Facing the third dry winter in a row, the state is activating a plan to transfer water supplies from Northern California to drought-plagued areas farther south, possibly staving off mandatory rationing, water officials said Tuesday.

 

Consumers could get hit with higher water bills as a result.

 

This would be the first use of the state's drought water bank since 1992, the end of six dry years that killed lawns and fish populations, drove down agricultural land values and forced severe rationing in some communities across the state.

 

This summer, Gov. Schwarzenegger declared a drought statewide and a drought emergency in the Central Valley, where farmers have been devastated by the water shortage.

 

Under the banking plan proposed by the Department of Water Resources, willing sellers in Northern California would agree to curtail their use of water so it can be shipped south via canals operated by the State Water Project or federal Central Valley Project.

 

Most of the sellers are farmers north of the Sacramento-San Joaquin River Delta who would be paid to idle crops or pump groundwater instead of using surface water, said Teresa Geimer, water bank coordinator.

 

The action is a way to deal with court-ordered sanctions on the amount of water taken from the Delta, where fish populations are threatened by massive pumps that alter the water flow. The Delta supplies water for two-thirds of California's residents.

 

The state has asked that water providers in dry regions express interest in using the bank by Oct. 15, Geimer said.

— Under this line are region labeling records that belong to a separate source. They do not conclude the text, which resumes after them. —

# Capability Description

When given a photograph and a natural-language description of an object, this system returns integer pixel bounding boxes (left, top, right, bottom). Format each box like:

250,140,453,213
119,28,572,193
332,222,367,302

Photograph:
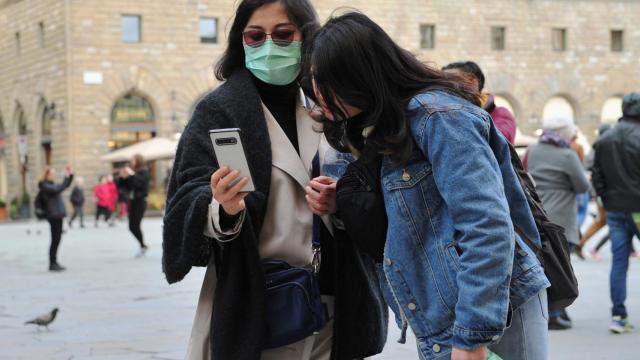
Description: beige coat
186,93,331,360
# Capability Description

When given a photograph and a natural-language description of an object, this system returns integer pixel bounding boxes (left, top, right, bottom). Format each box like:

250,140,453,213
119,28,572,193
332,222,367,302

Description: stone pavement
0,218,640,360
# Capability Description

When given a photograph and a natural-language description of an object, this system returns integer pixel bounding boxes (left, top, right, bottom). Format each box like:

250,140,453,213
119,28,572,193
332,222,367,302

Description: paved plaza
0,218,640,360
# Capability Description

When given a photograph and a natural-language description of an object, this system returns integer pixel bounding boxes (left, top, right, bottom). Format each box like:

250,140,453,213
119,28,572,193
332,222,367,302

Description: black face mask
344,111,369,152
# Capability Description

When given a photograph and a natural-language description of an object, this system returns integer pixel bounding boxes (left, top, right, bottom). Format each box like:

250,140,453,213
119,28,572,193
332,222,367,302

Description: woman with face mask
309,13,549,360
36,166,73,271
163,0,386,360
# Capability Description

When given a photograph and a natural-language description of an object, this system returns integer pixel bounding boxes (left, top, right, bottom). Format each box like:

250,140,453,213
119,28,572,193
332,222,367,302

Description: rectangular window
420,24,436,49
16,32,22,56
551,28,567,51
611,30,624,52
200,17,218,44
38,22,46,49
120,15,142,43
491,26,506,50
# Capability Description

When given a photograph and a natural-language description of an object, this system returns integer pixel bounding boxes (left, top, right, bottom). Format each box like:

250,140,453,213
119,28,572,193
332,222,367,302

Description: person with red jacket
107,174,118,226
442,61,517,145
94,176,117,227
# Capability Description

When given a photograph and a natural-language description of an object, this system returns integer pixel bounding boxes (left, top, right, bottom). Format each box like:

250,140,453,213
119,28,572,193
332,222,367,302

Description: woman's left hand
304,176,337,216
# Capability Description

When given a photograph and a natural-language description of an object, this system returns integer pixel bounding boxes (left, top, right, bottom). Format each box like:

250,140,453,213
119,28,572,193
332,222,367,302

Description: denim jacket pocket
446,242,461,270
382,160,431,191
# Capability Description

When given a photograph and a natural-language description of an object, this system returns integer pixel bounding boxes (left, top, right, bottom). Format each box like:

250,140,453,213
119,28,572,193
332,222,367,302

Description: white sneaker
609,316,633,334
136,246,149,259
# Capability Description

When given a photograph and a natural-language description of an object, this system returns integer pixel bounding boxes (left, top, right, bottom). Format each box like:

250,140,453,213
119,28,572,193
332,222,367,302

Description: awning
101,137,178,162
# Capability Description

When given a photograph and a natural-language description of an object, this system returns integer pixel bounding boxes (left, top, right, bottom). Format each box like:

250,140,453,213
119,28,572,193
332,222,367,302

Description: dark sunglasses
242,29,296,47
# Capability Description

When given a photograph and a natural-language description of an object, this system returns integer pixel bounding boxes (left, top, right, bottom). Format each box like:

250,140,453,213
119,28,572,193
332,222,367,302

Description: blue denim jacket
329,91,549,359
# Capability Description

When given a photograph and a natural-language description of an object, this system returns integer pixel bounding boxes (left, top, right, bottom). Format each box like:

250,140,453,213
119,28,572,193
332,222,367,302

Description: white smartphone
209,128,255,192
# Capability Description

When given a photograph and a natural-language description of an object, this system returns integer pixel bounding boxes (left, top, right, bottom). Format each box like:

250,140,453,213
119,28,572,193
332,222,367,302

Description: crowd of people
36,155,149,272
27,0,640,360
163,0,640,360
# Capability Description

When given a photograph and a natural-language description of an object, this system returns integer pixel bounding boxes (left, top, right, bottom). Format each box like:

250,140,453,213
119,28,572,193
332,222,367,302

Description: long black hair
305,12,479,166
442,61,485,91
215,0,320,81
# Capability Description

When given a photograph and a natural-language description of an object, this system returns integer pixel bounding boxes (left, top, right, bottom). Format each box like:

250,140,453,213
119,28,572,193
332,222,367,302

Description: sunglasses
242,29,296,48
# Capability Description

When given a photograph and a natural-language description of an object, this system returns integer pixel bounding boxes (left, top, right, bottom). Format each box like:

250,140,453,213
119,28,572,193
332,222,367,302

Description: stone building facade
0,0,640,214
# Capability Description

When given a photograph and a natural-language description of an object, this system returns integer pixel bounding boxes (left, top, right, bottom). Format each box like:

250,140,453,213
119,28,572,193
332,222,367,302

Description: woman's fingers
305,186,329,203
211,166,231,188
227,176,249,198
216,170,240,193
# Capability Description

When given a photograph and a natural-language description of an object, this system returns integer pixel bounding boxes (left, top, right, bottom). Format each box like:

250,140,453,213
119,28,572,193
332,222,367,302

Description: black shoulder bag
509,144,578,307
262,154,327,349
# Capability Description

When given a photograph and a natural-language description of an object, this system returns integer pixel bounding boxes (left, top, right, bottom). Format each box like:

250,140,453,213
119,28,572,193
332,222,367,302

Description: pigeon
24,308,58,330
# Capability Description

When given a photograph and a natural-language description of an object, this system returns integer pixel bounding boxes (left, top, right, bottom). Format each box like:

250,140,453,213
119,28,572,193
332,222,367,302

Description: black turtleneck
251,75,300,154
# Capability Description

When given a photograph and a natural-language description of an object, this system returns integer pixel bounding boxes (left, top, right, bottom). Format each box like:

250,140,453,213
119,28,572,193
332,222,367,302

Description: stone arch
175,66,220,126
92,65,171,138
109,89,158,150
600,95,622,124
35,96,53,169
13,101,29,192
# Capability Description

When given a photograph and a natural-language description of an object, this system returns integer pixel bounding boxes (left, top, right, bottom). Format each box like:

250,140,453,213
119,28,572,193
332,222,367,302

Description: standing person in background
576,124,611,259
309,12,549,360
591,92,640,334
38,166,73,271
93,175,113,227
116,182,129,220
118,154,149,257
107,174,119,226
527,117,589,330
442,61,517,144
571,135,591,260
69,177,84,229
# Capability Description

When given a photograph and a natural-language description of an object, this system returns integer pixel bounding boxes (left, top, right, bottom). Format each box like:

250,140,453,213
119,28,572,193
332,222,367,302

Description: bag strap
311,152,322,275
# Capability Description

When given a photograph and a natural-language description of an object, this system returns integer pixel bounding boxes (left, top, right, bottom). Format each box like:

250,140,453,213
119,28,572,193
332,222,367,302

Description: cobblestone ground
0,219,640,360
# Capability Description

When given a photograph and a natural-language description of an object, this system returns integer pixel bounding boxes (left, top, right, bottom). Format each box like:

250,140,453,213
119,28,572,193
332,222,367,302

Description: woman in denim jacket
307,13,549,360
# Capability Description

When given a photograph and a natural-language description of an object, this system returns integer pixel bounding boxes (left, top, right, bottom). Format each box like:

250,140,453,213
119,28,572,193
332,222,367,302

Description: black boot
549,316,571,330
49,262,67,271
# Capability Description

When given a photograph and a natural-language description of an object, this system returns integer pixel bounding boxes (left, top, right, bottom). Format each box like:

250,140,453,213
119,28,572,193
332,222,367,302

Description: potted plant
19,191,31,219
0,199,7,221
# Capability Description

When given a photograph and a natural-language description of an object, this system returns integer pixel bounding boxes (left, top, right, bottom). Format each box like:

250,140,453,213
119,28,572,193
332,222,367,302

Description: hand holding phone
304,176,337,216
211,166,249,216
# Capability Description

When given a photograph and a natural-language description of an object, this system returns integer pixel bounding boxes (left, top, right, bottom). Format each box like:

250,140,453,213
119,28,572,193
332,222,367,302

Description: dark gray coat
162,70,387,360
38,174,73,219
527,143,589,244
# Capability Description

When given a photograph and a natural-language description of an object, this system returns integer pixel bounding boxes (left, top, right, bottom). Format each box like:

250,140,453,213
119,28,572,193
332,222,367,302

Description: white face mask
243,39,302,85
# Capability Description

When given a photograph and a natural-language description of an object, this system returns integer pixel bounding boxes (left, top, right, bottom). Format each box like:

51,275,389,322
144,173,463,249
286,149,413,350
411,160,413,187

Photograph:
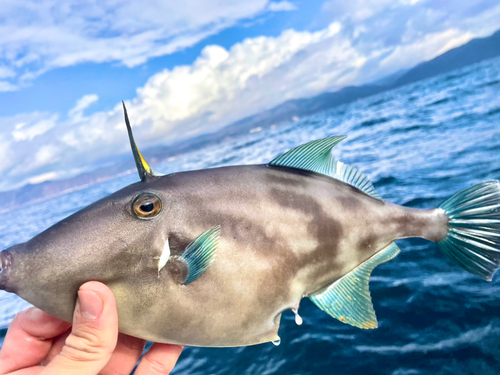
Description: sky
0,0,500,191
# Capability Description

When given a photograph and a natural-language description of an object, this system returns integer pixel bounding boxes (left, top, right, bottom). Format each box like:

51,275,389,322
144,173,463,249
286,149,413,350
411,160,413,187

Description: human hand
0,281,182,375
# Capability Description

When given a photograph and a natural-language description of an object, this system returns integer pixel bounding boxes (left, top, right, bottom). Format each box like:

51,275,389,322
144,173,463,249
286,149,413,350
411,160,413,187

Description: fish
0,104,500,347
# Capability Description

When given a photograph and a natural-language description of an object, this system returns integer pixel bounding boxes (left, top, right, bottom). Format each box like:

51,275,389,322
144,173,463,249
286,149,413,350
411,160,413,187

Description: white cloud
0,0,278,91
267,1,297,12
0,1,500,189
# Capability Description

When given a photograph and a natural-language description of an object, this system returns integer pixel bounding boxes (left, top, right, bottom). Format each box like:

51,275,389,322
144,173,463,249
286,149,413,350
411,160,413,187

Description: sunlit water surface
0,59,500,375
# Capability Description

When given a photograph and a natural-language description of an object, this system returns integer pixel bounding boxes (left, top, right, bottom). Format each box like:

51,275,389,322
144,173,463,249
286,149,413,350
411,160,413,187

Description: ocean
0,58,500,375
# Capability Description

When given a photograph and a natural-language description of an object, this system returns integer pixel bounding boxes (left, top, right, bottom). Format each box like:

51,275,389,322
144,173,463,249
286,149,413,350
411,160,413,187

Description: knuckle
61,327,113,362
142,356,173,375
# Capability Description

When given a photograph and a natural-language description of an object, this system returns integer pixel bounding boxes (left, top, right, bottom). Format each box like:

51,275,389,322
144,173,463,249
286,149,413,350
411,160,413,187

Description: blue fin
269,135,382,200
179,225,221,284
437,180,500,281
309,242,400,329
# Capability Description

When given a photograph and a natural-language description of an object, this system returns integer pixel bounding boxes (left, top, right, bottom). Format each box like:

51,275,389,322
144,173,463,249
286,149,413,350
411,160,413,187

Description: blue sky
0,0,500,190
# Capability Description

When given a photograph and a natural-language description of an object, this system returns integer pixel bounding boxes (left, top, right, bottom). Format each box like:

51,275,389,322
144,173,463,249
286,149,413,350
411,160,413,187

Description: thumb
43,281,118,375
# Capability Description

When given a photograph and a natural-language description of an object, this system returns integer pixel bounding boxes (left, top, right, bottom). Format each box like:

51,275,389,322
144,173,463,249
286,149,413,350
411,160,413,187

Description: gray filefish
0,104,500,346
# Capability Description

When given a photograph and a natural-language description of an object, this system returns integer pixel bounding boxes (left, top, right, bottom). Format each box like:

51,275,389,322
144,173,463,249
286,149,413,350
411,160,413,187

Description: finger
44,281,118,375
134,344,184,375
99,333,146,375
0,307,70,374
41,328,71,366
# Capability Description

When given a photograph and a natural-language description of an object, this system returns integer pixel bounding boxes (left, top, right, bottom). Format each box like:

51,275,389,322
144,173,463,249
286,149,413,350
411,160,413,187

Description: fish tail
436,180,500,281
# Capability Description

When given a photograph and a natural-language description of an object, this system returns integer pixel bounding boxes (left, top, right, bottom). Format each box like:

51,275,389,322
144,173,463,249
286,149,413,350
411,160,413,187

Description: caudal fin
437,180,500,281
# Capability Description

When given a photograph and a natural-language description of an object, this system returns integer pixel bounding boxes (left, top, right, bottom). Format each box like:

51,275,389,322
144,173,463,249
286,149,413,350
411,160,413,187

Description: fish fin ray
436,180,500,281
269,135,382,200
309,242,400,329
179,225,221,284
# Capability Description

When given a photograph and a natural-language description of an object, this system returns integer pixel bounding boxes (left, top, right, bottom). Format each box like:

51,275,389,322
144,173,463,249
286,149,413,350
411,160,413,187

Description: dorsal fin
122,100,161,181
269,135,382,200
309,242,400,329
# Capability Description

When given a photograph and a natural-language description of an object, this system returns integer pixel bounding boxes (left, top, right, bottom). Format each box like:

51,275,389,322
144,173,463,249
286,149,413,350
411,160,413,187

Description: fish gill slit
158,237,171,277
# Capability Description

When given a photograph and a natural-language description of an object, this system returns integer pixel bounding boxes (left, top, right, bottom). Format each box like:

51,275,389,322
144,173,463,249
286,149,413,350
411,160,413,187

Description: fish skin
0,165,448,346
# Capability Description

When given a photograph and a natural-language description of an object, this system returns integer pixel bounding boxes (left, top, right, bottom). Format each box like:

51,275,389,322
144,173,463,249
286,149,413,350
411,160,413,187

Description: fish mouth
0,250,12,291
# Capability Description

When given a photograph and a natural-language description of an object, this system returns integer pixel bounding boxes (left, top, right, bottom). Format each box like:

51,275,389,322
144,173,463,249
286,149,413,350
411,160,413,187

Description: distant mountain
214,30,500,138
392,30,500,87
0,30,500,212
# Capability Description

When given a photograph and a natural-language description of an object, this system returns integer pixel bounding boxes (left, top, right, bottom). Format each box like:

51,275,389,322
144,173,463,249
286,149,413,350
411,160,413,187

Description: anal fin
310,242,400,329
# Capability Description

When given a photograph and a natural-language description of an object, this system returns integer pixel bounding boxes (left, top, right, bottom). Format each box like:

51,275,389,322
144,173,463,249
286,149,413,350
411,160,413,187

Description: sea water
0,58,500,375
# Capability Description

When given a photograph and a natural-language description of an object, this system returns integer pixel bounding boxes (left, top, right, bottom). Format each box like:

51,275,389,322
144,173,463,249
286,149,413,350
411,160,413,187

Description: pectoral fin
174,225,221,284
310,242,400,329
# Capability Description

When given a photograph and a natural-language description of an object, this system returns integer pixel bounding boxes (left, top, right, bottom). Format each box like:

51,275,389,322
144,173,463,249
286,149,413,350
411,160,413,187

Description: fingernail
78,290,103,320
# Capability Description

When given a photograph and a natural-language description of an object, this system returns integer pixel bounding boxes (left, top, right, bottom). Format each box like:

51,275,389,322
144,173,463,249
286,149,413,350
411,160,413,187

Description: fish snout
0,250,13,292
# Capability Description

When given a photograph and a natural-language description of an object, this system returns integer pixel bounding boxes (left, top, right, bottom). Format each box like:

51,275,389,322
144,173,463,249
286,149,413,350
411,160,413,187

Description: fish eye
132,193,162,219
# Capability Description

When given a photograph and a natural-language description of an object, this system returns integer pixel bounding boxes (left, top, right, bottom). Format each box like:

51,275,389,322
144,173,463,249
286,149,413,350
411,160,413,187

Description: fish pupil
141,202,155,212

The allotment could be enough to serve 1.2 million homes, although the supply is not guaranteed.

 

Sellers have yet to set their prices, Geimer said.

 

"Once we know who wants to participate and how much water they want, we'll do our best to meet those needs," she said.

 

Metropolitan Water District of Southern California, which supplies 26 member agencies serving about 18 million people, probably will participate but hasn't decided how much water to ask for, spokesman Bob Muir said.

 

"It would help shore up our supplies as we head toward 2009," he said.

 

The additional costs were figured into an overall 14.2 percent rate increase for MWD customers beginning in January. It's still unclear how the rate increase will affect household consumers. MWD already has imposed a mandatory 30 percent cut in supplies for agricultural users.

 

Water officials have declared a water crisis and are urging extraordinary conservation and development of ways to recharge local groundwater supplies.

 

The Delta isn't the only problem. Global warming has decreased the snowpack that feeds rivers, and imported water from the Colorado River has been severely curtailed because of an eight-year drought and increased demand.

 

So far, local water districts have not imposed rationing for residential customers. They have managed without cutbacks by using reserves, such as Metropolitan's Diamond Valley Lake in Hemet, a six-month emergency supply now drawn down by about one-third, said Peter Odencrans, spokesman for Eastern Municipal Water District in Perris.

 

John Rossi, general manager of Western Municipal Water District in Riverside, praised the water bank idea and said the water will ultimately be less expensive than Metropolitan's penalty rates that will be imposed on districts exceeding their allotments.